In PC France, a pol got in trouble for calling rioters who burned cars scum — for calling criminals criminals. Turns out, something was gained in the translation. The Guardian blog says:

Much has been made of Nicolas Sarkozy’s description of the French rioters as “racaille”, a derogatory term held to have fuelled the nationwide spread of the violent disturbances over the past week. The term, widely translated in the British media as “scum”, actually equates more closely to “rabble”. (The Guardian, which has also used “scum” on a number of occasions, will be using “rabble” from now on.)

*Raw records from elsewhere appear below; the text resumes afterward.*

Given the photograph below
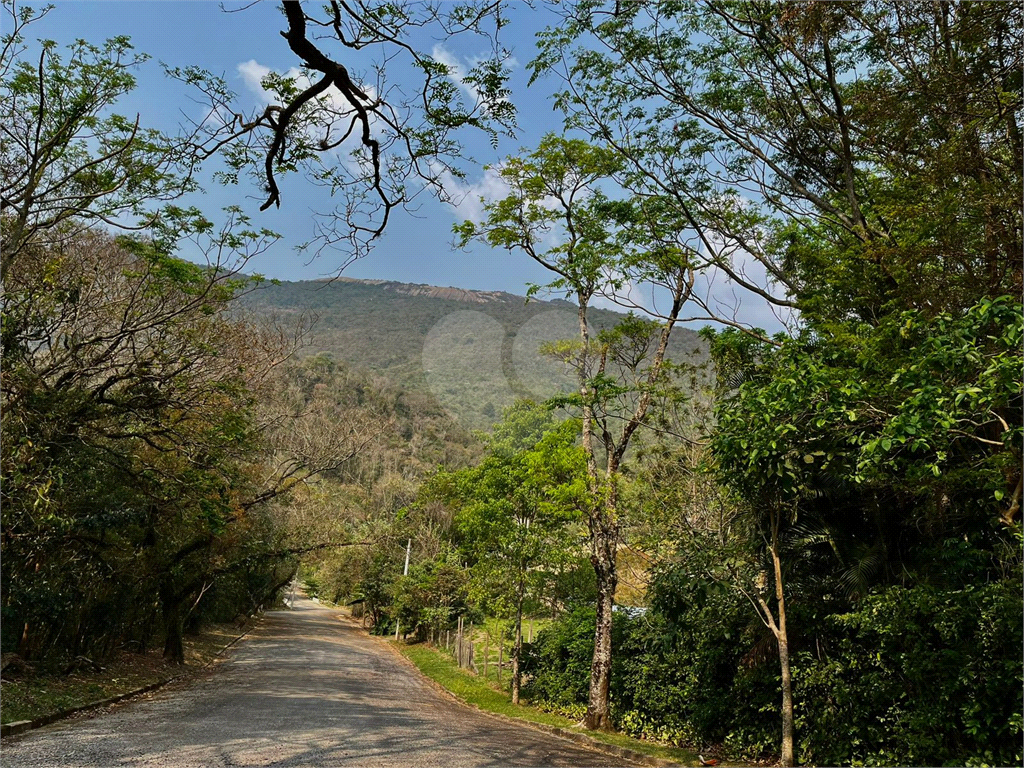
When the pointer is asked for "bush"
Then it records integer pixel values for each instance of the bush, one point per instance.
(919, 677)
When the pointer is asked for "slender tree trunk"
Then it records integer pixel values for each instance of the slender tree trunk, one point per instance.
(517, 647)
(604, 543)
(172, 606)
(598, 710)
(788, 756)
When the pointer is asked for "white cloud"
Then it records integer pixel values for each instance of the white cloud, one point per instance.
(253, 74)
(468, 199)
(457, 72)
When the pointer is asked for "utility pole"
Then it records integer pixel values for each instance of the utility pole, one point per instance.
(397, 622)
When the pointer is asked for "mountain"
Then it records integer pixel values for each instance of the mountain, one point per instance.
(473, 350)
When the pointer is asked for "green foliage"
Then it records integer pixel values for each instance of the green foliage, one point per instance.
(918, 676)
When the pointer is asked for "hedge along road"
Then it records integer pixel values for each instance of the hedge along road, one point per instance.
(304, 689)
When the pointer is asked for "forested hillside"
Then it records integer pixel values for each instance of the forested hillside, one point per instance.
(403, 332)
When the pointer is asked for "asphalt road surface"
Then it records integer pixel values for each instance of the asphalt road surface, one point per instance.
(304, 689)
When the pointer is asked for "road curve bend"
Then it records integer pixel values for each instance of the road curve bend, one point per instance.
(304, 689)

Laurent Greilsamer in Le Monde investigates the etymology and changing meaning of the word, which has taken on a totemic significance since its utterance by Mr Sarkozy. The word came from Provençal, was introduced into French in the 15th century, and was, he says, in common parlance until 10 days ago. It had even been appropriated by disaffected young people to describe themselves, he says – a view supported by the vivelesracailles site, which starts with the line “After all, it’s not a crime to live in your pyjamas”.

  • http://ruthcalvo ruth

    Peasants once were technically ‘churls’, from which came the adjective, “churlish”, because churls (who were not free) tended to have a chip on their shoulders. Maybe if we called the disaffected “fortunates” it would improve their attitudes?

  • http://www.tyndallreport.com Andrew Tyndall

    The Guardian implies that it would indeed have been calumny to insult disaffected youth with the term “scum” if that translation had been apt.

    Where does the BuzzMachine stand on this?

    If a disaffected professor, for example, were to be referred to as “Pondscum,” would this be a playful taunt, using medieval terminology? Or would this amount to fighting talk, “calling criminals criminals”?